Porque olvido que el día siempre llega por muy larga que parezca la noche.

Me acurruco bajo mis sábanas con las ventanas cerradas para que no entre la oscuridad, cerrando así la puerta a la luz de la aurora.  Me encierro como si la oscuridad que asusta fuera la de afuera.

Pero no, no es esa oscuridad la que enfría y paraliza.   No es esa la que nos hace buscar cualquier fuente de luz efímera a la que acercarnos por no abrir las ventanas. Es la de dentro, la propia, : el miedo.
El miedo a sufrir, el miedo a equivocarse, el miedo a entregarse , el miedo a perderse y diluirse, el miedo a sentirse frágil y vulnerable, el miedo a abrir las compuertas del alma y no saber si esas aguas encontrarán  su cauce, el miedo a amar… o el miedo a ser feliz.

¿Merecemos todos ser felices? ¿Lo merezco yo? ¿Puedo permitirme sin sentirme culpable  ser egoísta y pensar en mi? ¿Confiar en que soy importante para alguien no por lo que yo le doy sino por lo que él me quiere dar?  Imagino que sí. Que puedo. Lo hice al menos una vez.

Entonces ¿por qué ese miedo ahora? ¿ Por qué me he parapetado tras una fachada que no soy yo? ¿Por qué creí que debía conformarme con menos? ¿Con migajas que ni siquiera eran dadas con cariño? ¿Por qué rebajamos a veces tanto el listón?
Imagino que porque los fracasos con personas poco importantes no dejan una huella profunda, salvo  la sensación amarga de haberle echado perlas a los cerdos. Pero los fracasos cuando se ama, hieren en las entrañas.

Por eso tengo miedo por las noches… porque olvidé que amanece.

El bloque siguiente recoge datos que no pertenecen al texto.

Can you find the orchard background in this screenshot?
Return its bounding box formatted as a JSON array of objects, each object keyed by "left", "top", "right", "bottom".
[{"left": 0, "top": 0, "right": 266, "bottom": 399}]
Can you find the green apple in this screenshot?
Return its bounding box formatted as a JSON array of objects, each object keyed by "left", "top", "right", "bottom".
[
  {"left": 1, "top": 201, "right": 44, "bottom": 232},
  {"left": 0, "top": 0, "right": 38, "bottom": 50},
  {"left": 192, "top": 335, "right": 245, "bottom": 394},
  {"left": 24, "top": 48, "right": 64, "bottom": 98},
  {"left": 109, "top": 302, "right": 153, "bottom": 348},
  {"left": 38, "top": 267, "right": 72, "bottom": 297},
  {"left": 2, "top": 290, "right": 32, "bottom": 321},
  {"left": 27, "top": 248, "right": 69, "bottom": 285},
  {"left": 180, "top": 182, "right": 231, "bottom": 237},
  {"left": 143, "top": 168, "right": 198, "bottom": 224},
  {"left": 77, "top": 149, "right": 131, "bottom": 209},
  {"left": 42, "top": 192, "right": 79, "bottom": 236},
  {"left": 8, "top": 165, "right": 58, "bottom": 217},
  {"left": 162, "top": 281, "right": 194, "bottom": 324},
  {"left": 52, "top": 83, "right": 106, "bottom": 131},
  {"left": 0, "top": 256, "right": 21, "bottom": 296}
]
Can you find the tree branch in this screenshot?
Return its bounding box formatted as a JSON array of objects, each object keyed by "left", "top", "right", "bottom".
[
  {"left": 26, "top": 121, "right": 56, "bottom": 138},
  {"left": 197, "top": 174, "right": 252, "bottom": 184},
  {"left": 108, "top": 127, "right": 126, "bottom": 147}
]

Hasta que alguien nos lo recuerda. Hasta que alguien tiene el valor para ver más allá del miedo, y arriesgarse a colarse por las rendijas de la ventana. Cuando alguien se toma el tiempo de observarte en la distancia y en el tiempo y aprende a separar a la persona del disfraz. Y calcula el tiempo y el momento, el qué, el cómo y el cuándo para empezar a iluminar…  un mínimo rayo al principio… que invita a abrir la ventana y recibir esa luz y calor.

Ahora  al abrirla hay dos opciones al  sentirse inundada por la luz del día que nos deslumbra. Podemos pensar que poco a poco nuestro ojo se acostumbrará a esa luz intensa que ahora parece alfileres en nuestras pupilas y que poco a poco esa sensación dará paso a otra que nos hará sentirnos envueltos en un abrazo cálido y luminoso. Abrazo que hará desvanecerse el miedo como un vampiro al sol. O podemos decidir cerrar la ventana de golpe, asegurar las rendijas y quedarnos acurrucadas, solas, frías y temerosas en nuestra esquina mirando esa maleta roja que cerramos y aún no decidimos quemar. 

Yo quiero recordar lo hermoso que es amanecer… y como alguien me dijo, la mano con la que llevas la maleta es la misma mano que le das a alguien cuando paseáis cogidos. Mi mano está ocupada, no hay sitio para maletas.